James Blaine served as Speaker of the House of Representatives, U.S. Senator, and Secretary of State. The Republicans nominated him for the presidency in 1884. His nomination culminated a successful political career. Blaine secured the nomination in 1884 with a dramatic eulogy for President James Garfield.
1884 Republican presidential nominee James Blaine entered politics in 1856. He spent six years in local Maine politics before ascending to the U.S. House of Representatives in 1862. Blaine’s political and parliamentary skills led to his elevation to the speakership in just seven years. He was the favorite for the presidency in 1876, but scandal derailed his candidacy. As a result, he moved to the U.S. Senate until becoming secretary of state in 1881.
President Garfield appointed Blaine to his cabinet, but the administration lasted only six months. Charles Guiteau shot the president on July 2, 1881. Garfield lingered for nearly three months and finally expired on September 19, 1881. Chester Arthur assumed the presidency upon Garfield's death. Blaine tendered his resignation, but Arthur asked he stay on until congress returned from recess. Blaine remained at his post until December 19.
Blaine delivered a stirring eulogy for his president and former colleague. The address went into print in 1882. The former secretary of state tied Garfield to history and eternity. It linked the fallen president to Lincoln and painted him as a man of conscience. Blaine portrayed the president as quintessentially American. Garfield rose from poverty, with few opportunities for education, and became president. On top of this, President Garfield served the nation in the Civil War. Therefore, he was a hero and public servant.
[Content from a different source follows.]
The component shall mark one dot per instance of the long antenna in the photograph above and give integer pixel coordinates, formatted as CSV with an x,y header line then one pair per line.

Basically, Blaine transformed Garfield into a martyr. The president did what he had to do for his country and sacrificed his life. The eulogy was reminiscent of Ted Kennedy’s remarks at his brother, Robert’s, funeral in 1968.
The emotionally charged eulogy propelled Blaine back to the forefront of presidential contenders. Scandal derailed his first attempt in 1876. The speech brought new attention to Blaine. Afterward, the former speaker spent two years out of the spotlight. He wrote his memoirs and returned to politics in time for the 1884 Republican National Convention. President Arthur wanted the nomination, but proved too unpredictable for the party bosses. They turned to Blaine, who won the nomination on the fourth ballot. He never trailed in the nomination contest, but eventually lost the 1884 general election to Grover Cleveland. Blaine returned to the state department in 1889. President Benjamin Harrison appointed him secretary of state once more. He retired in 1892.
James Blaine had always been among the top tier of American politicians. He was the Republican frontrunner for the presidential nomination on two occasions. Blaine rehabilitated his reputation with a brilliantly crafted eulogy for President Garfield. The speech catapulted the out-of-work politician back to the forefront of politics. Blaine’s effort demonstrated the power of rhetoric in moving public sentiment.